New Delhi/Geneva, 18 March 2015 — Ahead of a meeting in Jaipur, India next week between US pharmaceutical company Gilead Sciences and several Indian companies which have entered into an agreement with Gilead to produce hepatitis C drugs, Médecins Sans Frontières/Doctors Without Borders (MSF) urged the generic companies to reject a highly-controversial programme that could compromise people’s treatment and confidentiality.
The programme - which places multiple restrictions and demands on people receiving treatment - is designed solely to protect Gilead’s commercial interests, and is unprecedented as far as MSF is aware.
MSF’s briefing note on Gilead’s anti-diversion programme
MSF’s analysis of Gilead’s hepatitis C voluntary licence
MSF’s take on Gilead’s ‘treatment expansion’ fact sheet
Gilead’s HCV Treatment Expansion fact sheet
MSF is working to start treating people with hepatitis C in nine developing countries, and is looking for affordable all-oral hepatitis C medicines (direct-acting antivirals) to simplify treatment scale-up for both doctors and patients.
Through discussions with Gilead and generic companies over accessing the drug sofosbuvir, MSF has learned about the anti-diversion programme Gilead wants in place to prevent people in developed and some middle-income countries - where the drug is exorbitantly priced - from accessing low-cost versions not available in their own countries. In the US, Gilead charges $1,000 per pill for sofosbuvir, or $84,000 for a three-month treatment course.
“We’ve never seen anything like Gilead’s anti-diversion programme before, where a company can potentially violate patient confidentiality and compromise treatment outcomes in order to protect its profits.
Gilead is forcing medical providers to introduce policing measures that could lead to dangerous treatment interruption for patients”, said Dr. Manica Balasegaram, Executive Director of MSF’s Access Campaign.
“We are urging all Indian companies that have signed a licence with Gilead to refuse to implement this controversial anti-diversion programme, so more people in desperate need of this treatment can access it without having to first submit to an unacceptable set of rules and invasion of their privacy.”
The programme may require all patients receiving treatment to present national identification and residency papers, which could immediately disqualify migrants, refugees or marginalized people who may not have such papers, but are often those most affected by hepatitis C.
"Now is the time to make sure as many people as possible can be treated and cured of hepatitis C, not to look for ways to restrict people’s access to treatment”
It also requires people receiving treatment to submit to a highly-controlled dispensing procedure that could undermine patient confidentiality, and does not allow people to continue treatment if they do not return their previous empty pill bottle. This could result in treatment interruptions and even treatment failure.

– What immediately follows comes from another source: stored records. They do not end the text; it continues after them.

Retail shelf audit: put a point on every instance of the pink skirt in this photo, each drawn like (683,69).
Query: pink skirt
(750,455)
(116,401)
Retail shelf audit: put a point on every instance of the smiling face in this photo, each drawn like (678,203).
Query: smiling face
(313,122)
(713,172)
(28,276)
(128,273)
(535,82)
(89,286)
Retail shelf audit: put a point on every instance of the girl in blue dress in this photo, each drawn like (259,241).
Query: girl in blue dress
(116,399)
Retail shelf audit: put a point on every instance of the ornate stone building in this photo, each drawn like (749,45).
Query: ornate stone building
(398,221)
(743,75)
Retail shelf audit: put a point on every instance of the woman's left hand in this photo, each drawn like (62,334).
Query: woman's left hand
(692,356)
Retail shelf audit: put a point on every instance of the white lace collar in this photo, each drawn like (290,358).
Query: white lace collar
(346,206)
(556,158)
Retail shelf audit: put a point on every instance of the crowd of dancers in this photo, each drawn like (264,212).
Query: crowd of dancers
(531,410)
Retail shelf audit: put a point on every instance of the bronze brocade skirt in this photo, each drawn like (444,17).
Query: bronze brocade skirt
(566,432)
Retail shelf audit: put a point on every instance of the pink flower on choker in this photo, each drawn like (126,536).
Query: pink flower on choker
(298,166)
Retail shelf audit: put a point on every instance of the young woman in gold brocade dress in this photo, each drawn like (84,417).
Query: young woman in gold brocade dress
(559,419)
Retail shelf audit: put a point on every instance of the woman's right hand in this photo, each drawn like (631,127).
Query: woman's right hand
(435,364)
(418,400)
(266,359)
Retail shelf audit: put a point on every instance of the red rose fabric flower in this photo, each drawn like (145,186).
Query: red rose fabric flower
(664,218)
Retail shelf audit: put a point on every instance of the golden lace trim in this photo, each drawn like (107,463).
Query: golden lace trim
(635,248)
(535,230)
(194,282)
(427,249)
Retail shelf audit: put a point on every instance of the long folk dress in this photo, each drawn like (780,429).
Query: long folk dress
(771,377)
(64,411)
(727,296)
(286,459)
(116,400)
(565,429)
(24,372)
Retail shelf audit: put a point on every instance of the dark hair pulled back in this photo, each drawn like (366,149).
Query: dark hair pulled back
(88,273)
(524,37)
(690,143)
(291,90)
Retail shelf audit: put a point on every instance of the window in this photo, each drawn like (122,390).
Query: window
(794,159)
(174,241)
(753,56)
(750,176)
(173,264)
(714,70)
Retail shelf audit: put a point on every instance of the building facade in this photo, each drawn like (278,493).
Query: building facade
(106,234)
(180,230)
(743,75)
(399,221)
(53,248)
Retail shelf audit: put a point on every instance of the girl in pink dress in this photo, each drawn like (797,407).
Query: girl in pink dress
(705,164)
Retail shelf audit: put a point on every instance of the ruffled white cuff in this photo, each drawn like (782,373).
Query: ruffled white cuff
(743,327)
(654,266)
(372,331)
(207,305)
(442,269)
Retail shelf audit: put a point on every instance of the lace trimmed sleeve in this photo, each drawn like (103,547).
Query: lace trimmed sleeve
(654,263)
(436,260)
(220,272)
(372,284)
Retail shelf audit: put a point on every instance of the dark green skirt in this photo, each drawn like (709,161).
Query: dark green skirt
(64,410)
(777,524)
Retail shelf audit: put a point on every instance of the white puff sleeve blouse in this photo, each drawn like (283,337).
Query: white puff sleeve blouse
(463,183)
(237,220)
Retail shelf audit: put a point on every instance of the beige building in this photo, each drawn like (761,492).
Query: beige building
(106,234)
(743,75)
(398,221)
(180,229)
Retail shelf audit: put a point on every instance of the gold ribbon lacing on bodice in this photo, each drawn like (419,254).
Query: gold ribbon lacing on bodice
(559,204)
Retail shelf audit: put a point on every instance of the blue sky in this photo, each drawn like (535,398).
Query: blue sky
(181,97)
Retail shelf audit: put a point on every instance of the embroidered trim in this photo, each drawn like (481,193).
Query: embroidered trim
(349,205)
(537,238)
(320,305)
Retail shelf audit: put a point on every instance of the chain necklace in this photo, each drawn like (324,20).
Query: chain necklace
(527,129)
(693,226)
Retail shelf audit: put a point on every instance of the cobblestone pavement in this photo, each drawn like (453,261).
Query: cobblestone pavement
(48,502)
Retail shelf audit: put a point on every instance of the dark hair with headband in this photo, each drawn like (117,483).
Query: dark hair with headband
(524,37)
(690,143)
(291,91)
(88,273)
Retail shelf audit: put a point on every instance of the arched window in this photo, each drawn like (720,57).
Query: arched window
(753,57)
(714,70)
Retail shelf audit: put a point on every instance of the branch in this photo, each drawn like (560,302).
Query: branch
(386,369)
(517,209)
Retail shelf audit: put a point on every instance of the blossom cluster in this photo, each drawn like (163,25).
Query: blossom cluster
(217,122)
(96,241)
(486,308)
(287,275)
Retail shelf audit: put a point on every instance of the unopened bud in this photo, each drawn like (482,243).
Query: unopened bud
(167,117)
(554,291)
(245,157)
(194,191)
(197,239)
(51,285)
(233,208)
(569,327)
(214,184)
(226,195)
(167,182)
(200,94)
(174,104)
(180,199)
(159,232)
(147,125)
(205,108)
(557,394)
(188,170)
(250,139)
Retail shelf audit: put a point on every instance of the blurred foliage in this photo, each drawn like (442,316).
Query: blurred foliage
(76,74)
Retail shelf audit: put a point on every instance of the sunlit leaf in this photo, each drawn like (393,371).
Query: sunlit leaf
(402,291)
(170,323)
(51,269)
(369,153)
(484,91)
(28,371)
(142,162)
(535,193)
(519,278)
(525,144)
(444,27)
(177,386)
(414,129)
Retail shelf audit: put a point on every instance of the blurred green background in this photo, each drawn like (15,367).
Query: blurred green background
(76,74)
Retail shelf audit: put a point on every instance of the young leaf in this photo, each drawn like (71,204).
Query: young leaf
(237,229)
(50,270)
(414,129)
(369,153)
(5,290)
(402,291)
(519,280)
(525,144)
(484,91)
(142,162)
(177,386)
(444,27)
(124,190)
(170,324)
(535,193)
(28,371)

MSF may be asked to implement some or most of the conditions in this programme, and is greatly concerned that the programme will establish an ugly precedent and be introduced in all countries where the company and its generic licensees sell the drug. There are an estimated 150 million people living with the disease worldwide, the vast majority in developing countries.
“Now is the time to make sure as many people as possible can be treated and cured of hepatitis C, not to look for ways to restrict people’s access to treatment and overburden drug dispensers with rules that are unnecessary”, said Rohit Malpani, Director of Policy and Analysis at MSF’s Access Campaign. “Gilead’s actions are unacceptable.”
MSF today also released a technical analysis of Gilead’s voluntary licence agreement with Indian manufacturers, which excludes 50 middle-income countries, where 49 million people with hepatitis C live, including Thailand, Brazil, China and Morocco.
The licence imposes multiple restrictions on where the drug can be sold and where active pharmaceutical ingredients can be sourced, but perhaps the most concerning is its excessively broad definition of a patent and product patents. This definition allows Gilead to deny patients in excluded countries access to low-cost generic versions of the drug produced under the licence, even if the patent in the excluded country has been rejected and is under appeal, or is pending. Meanwhile, Gilead does not currently have a granted product patent in India for any direct-acting antiviral.
Gilead is putting in place a ‘tiered pricing’ strategy for the middle-income countries excluded from its licence, which will likely result in high prices for these developing countries that could range from $2,000 to $15,000 or more per three-month treatment course. Research from Liverpool University shows that sofosbuvir could be produced for roughly $1 per pill, or $101 per treatment course.
“We’re seeing Gilead trying everything it can to squeeze every last drop of profit out of some middle-income and high-burden countries, and millions of people with hepatitis C will have to pay the price”, said Malpani. “We are urging Gilead to make urgent changes to its company policies and its licensing agreements so that millions of people with hepatitis C are not left behind.”